The woman from the front desk was standing at the bedroom door, with the attendant peering over her shoulder.
‘He’s not here,’ she said.
‘So where is he?’ Hepton’s voice was loud, and the woman recoiled a little.
‘The stool from beside the bed’s not there either,’ she said. ‘Maybe he’s taken it into the garden...’
‘I’ll go and look,’ said the attendant, skipping away, glad perhaps of a little bit of action. Hepton was back in the corridor again. He examined the other doors. Three, like Vincent’s, were unmarked. Other bedrooms, he supposed. And one was marked Stores .

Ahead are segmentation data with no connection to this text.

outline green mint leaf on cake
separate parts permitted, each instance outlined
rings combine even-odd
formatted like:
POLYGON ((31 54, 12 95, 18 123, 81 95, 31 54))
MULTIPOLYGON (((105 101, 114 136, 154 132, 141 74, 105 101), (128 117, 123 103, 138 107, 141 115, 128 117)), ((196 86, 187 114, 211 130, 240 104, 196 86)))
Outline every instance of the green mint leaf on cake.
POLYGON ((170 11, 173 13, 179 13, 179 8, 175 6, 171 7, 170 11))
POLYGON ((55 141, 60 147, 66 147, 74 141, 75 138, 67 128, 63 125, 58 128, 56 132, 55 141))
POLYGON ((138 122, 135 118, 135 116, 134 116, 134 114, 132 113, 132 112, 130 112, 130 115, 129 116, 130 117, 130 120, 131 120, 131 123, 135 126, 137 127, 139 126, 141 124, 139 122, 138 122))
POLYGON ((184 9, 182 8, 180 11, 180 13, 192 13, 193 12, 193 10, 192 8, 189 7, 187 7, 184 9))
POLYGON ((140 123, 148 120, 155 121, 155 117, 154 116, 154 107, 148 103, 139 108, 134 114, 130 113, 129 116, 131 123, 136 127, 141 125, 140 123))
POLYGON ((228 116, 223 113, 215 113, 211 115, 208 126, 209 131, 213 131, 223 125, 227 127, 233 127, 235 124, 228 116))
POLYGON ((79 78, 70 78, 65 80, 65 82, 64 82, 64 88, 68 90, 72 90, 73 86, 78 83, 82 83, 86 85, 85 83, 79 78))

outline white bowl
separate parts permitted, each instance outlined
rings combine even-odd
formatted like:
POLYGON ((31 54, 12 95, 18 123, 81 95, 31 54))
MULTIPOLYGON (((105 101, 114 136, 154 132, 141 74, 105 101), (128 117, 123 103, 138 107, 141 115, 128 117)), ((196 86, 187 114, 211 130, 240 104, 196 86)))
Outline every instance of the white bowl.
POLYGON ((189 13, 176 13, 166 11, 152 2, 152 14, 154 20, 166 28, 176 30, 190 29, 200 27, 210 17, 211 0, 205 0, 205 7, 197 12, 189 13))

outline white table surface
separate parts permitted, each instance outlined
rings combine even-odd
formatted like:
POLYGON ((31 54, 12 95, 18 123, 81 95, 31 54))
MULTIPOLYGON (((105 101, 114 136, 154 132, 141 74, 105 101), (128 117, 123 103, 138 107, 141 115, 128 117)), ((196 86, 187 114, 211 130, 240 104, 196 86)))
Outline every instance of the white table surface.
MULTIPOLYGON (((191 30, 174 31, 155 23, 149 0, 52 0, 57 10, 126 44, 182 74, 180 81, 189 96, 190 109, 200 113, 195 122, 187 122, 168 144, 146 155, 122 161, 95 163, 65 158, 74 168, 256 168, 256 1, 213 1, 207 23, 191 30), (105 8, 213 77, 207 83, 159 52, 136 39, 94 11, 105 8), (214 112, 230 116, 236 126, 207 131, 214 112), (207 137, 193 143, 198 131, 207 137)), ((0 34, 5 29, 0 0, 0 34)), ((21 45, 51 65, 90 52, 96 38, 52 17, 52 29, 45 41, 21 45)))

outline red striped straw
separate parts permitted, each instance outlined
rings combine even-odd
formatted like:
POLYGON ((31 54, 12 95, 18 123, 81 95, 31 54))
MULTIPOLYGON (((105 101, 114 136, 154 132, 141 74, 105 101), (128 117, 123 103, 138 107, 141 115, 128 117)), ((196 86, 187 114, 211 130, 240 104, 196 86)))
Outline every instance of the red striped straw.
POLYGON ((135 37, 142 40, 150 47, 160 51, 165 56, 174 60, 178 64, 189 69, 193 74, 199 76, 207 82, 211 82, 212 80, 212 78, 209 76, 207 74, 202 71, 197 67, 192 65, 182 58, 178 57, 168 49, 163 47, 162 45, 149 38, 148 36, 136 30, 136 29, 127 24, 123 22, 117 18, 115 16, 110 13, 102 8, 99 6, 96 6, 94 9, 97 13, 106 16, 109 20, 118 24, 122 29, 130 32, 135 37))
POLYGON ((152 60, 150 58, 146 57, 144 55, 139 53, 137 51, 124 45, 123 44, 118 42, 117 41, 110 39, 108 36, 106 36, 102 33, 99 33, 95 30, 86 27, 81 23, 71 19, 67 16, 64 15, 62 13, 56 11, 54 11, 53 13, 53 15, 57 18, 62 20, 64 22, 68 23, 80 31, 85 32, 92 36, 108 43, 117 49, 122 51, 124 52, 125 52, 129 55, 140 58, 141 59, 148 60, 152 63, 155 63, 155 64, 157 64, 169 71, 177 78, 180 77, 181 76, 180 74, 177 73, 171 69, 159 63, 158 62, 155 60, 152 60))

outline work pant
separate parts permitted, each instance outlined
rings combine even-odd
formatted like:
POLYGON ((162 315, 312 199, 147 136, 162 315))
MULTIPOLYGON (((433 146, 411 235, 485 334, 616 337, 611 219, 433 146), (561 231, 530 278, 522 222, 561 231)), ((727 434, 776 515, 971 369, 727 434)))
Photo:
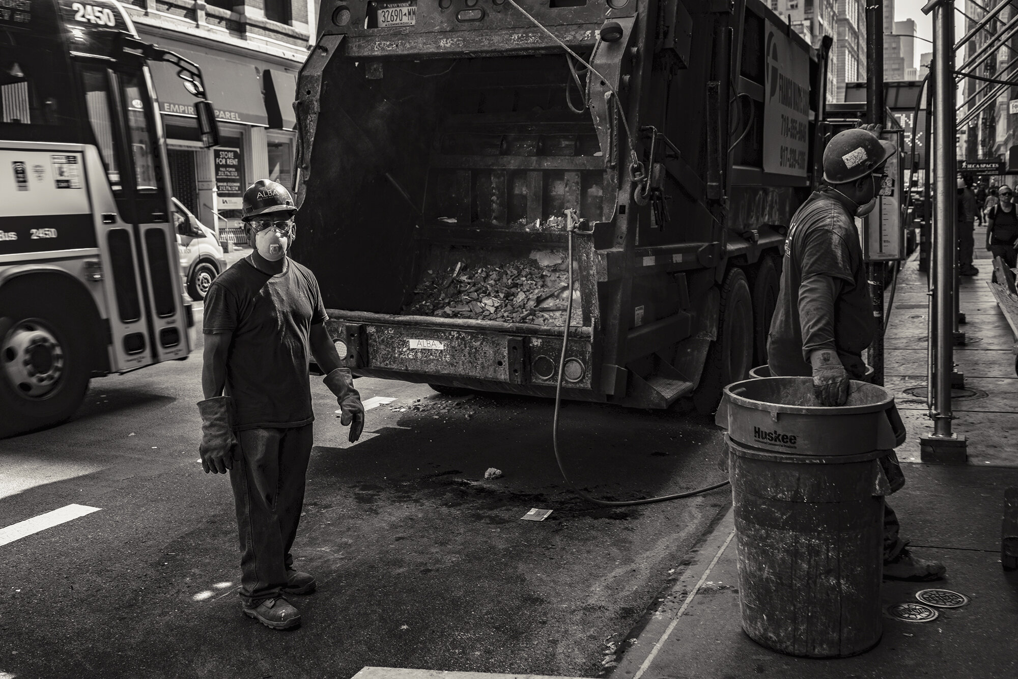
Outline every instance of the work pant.
POLYGON ((1014 245, 1011 243, 991 241, 989 251, 994 253, 994 257, 1004 260, 1004 264, 1009 269, 1015 268, 1015 260, 1018 260, 1018 251, 1015 250, 1014 245))
POLYGON ((962 271, 972 266, 972 253, 975 249, 973 229, 975 223, 972 220, 958 220, 958 268, 962 271))
POLYGON ((278 597, 293 569, 290 548, 304 503, 313 425, 237 433, 230 485, 240 535, 240 599, 254 606, 278 597))

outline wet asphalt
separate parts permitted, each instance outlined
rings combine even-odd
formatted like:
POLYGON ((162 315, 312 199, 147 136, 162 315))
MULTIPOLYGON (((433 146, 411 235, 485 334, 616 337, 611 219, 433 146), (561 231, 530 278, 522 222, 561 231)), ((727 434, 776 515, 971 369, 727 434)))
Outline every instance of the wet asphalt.
MULTIPOLYGON (((197 315, 201 316, 200 314, 197 315)), ((316 447, 294 546, 300 628, 241 614, 228 479, 197 463, 201 350, 94 380, 67 423, 0 441, 0 527, 100 511, 0 546, 0 677, 351 677, 365 666, 596 677, 674 583, 728 489, 603 508, 562 480, 552 405, 358 379, 351 445, 312 378, 316 447), (495 467, 501 478, 485 479, 495 467), (551 509, 541 522, 521 517, 551 509), (6 674, 4 674, 6 673, 6 674)), ((606 499, 723 479, 710 418, 567 403, 577 485, 606 499)))

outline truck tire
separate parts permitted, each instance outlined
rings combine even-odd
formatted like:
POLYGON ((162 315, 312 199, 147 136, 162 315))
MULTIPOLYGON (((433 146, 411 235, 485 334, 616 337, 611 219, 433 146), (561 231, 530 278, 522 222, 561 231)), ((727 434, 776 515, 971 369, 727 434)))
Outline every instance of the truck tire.
POLYGON ((187 277, 187 294, 194 301, 202 301, 209 293, 209 286, 216 280, 219 272, 208 262, 199 262, 187 277))
POLYGON ((699 386, 693 392, 698 412, 713 413, 721 392, 733 382, 745 380, 753 366, 753 302, 745 273, 729 269, 721 286, 718 338, 706 352, 699 386))
POLYGON ((443 396, 467 396, 473 393, 472 389, 467 389, 465 387, 447 387, 445 385, 433 384, 429 384, 428 386, 443 396))
POLYGON ((753 365, 767 363, 767 336, 778 305, 781 275, 773 254, 765 254, 753 277, 753 365))
POLYGON ((89 346, 73 308, 0 292, 0 438, 62 422, 84 399, 89 346))

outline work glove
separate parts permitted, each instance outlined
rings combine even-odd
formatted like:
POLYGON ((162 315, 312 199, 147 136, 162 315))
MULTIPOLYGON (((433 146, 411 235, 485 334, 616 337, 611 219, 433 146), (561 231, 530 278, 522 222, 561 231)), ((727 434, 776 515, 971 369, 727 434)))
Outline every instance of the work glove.
POLYGON ((851 381, 833 349, 817 349, 809 354, 813 367, 813 395, 827 406, 845 405, 851 381))
POLYGON ((202 467, 209 473, 226 473, 233 468, 233 447, 237 438, 233 435, 233 399, 216 396, 197 402, 202 413, 202 443, 197 450, 202 455, 202 467))
POLYGON ((336 395, 342 413, 339 423, 350 426, 350 443, 360 438, 364 430, 364 406, 360 403, 360 394, 353 388, 353 376, 349 367, 337 367, 325 376, 325 386, 336 395))

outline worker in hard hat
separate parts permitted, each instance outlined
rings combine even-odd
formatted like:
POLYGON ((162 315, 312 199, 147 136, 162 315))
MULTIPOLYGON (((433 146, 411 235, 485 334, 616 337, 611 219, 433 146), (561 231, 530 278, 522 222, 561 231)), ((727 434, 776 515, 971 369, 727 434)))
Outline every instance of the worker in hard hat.
POLYGON ((979 270, 972 264, 972 257, 975 250, 975 215, 979 207, 968 183, 964 177, 958 177, 958 273, 975 276, 979 270))
MULTIPOLYGON (((879 133, 879 128, 878 132, 879 133)), ((897 149, 868 129, 836 134, 824 151, 824 184, 792 217, 781 288, 768 337, 775 377, 811 377, 826 406, 844 405, 851 378, 862 379, 862 351, 876 333, 873 302, 855 218, 876 205, 884 164, 897 149)), ((882 458, 892 492, 904 485, 893 451, 882 458)), ((884 575, 929 580, 945 567, 907 549, 898 518, 885 503, 884 575)))
POLYGON ((288 595, 309 595, 315 577, 293 566, 304 476, 314 442, 310 356, 360 436, 364 409, 325 327, 315 275, 287 253, 296 236, 293 197, 262 179, 243 195, 253 250, 221 274, 205 298, 200 452, 206 473, 230 474, 240 534, 244 615, 273 629, 300 624, 288 595))

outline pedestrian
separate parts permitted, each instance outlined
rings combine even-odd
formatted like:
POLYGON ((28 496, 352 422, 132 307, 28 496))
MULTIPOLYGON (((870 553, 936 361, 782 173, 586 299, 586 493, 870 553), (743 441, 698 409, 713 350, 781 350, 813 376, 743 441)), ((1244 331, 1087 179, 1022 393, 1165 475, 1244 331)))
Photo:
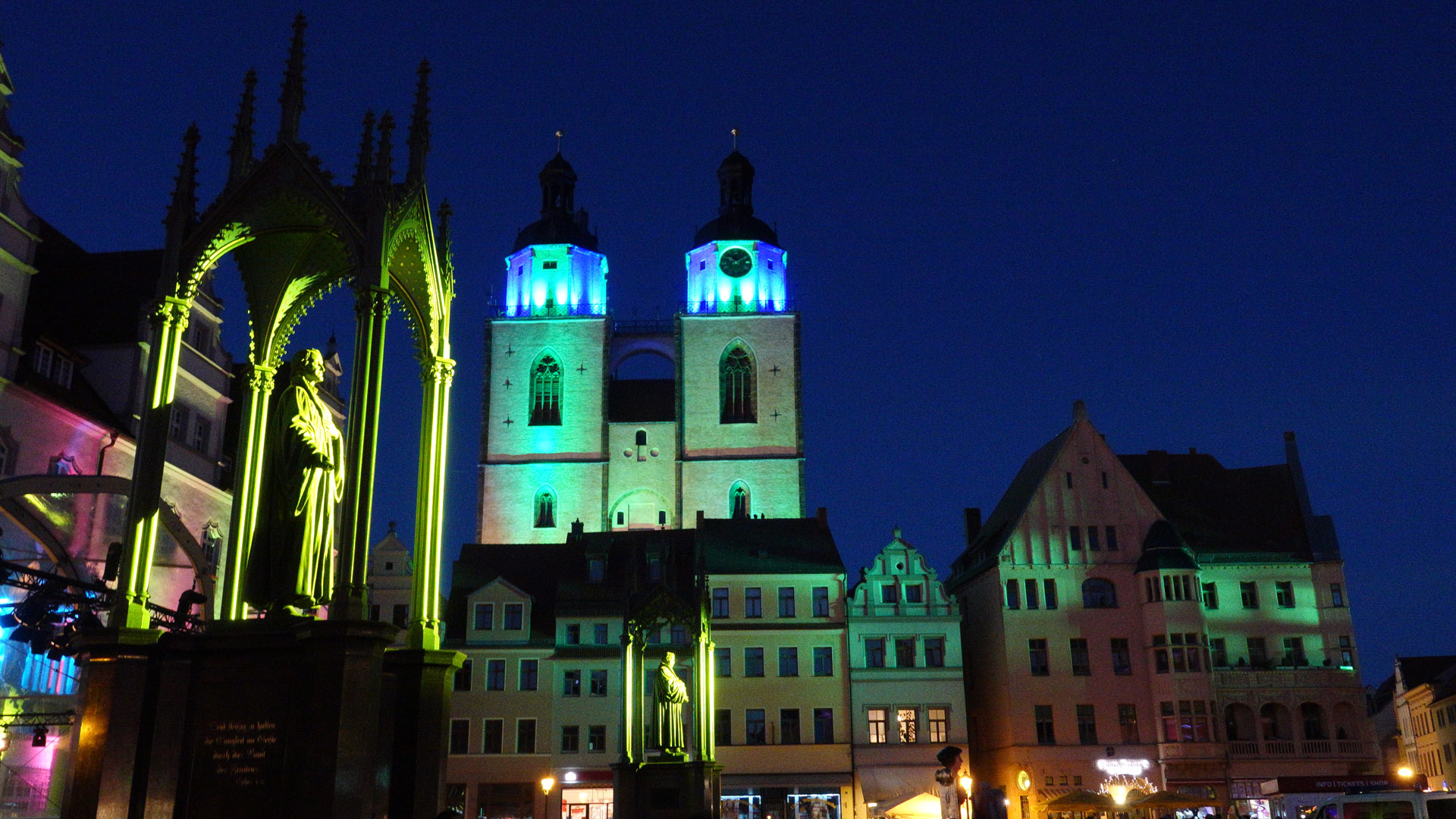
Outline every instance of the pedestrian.
POLYGON ((941 765, 945 765, 935 772, 935 785, 941 796, 941 819, 964 819, 961 816, 961 804, 965 802, 965 793, 961 791, 961 767, 964 765, 961 749, 946 745, 935 758, 941 765))

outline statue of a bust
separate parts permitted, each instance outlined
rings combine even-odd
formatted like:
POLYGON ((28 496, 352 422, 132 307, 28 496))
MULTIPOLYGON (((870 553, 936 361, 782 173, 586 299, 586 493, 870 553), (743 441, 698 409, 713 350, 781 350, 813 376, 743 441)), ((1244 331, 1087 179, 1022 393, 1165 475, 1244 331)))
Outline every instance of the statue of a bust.
POLYGON ((683 702, 687 702, 687 686, 673 670, 676 659, 668 651, 657 666, 657 746, 668 756, 686 756, 683 702))
POLYGON ((333 589, 333 510, 344 497, 344 439, 319 398, 323 356, 300 350, 268 423, 246 600, 301 615, 333 589))

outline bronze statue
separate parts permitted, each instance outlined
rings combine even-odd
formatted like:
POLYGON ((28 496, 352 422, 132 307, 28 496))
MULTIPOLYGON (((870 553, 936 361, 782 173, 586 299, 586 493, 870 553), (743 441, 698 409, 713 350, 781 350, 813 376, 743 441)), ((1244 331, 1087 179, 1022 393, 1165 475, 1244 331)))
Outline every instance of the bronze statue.
POLYGON ((657 666, 657 746, 668 756, 686 756, 683 702, 687 702, 687 686, 673 670, 676 659, 668 651, 657 666))
POLYGON ((333 510, 344 497, 344 439, 319 398, 323 356, 300 350, 268 423, 246 600, 300 615, 333 589, 333 510))

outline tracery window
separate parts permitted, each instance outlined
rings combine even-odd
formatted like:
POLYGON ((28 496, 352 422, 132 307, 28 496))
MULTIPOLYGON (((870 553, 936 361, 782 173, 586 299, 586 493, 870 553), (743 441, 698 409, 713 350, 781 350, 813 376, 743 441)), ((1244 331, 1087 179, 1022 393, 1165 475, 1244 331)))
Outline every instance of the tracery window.
POLYGON ((744 520, 748 517, 748 487, 740 481, 728 491, 728 517, 744 520))
POLYGON ((536 528, 556 528, 556 493, 542 488, 536 493, 536 528))
POLYGON ((754 391, 753 356, 741 341, 724 351, 718 363, 718 385, 722 399, 719 423, 753 424, 759 420, 757 395, 754 391))
POLYGON ((530 426, 561 426, 561 361, 550 353, 542 353, 531 367, 530 426))

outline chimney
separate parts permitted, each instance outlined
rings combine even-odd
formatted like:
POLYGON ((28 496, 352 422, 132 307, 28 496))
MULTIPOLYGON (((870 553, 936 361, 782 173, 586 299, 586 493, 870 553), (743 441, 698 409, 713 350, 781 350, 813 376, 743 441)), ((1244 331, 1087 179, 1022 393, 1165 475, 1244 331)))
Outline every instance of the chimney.
POLYGON ((978 506, 965 507, 965 545, 970 546, 971 541, 981 533, 981 509, 978 506))

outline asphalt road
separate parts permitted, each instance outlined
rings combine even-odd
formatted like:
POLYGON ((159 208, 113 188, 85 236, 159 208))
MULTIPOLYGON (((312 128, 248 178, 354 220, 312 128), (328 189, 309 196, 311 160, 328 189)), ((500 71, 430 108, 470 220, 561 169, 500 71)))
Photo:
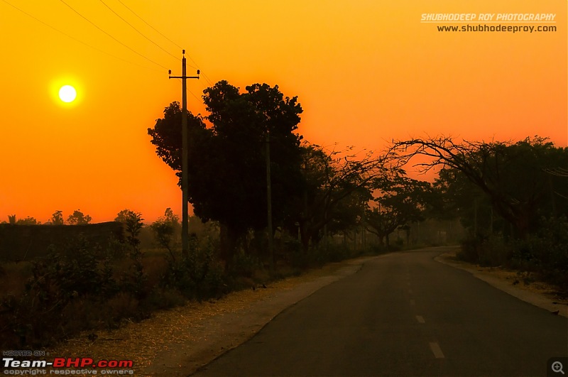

‘Where else might they have gone to talk?’ Hepton asked the woman.
‘Well, there’s the television room, of course, but it’s not ideal for conversation. Some of our patients are slightly deaf, and they like the volume turned up. Then there’s the morning room and the library.’
‘Library?’
‘Downstairs. It’s usually empty. But I’m sure I would have seen them go in there. They’d have had to go through reception to get to it.’
‘Would you check anyway?’ The woman seemed doubtful. Hepton tried a smile. ‘Please?’ he said. ‘It’s very urgent that I talk to Mr Vincent.’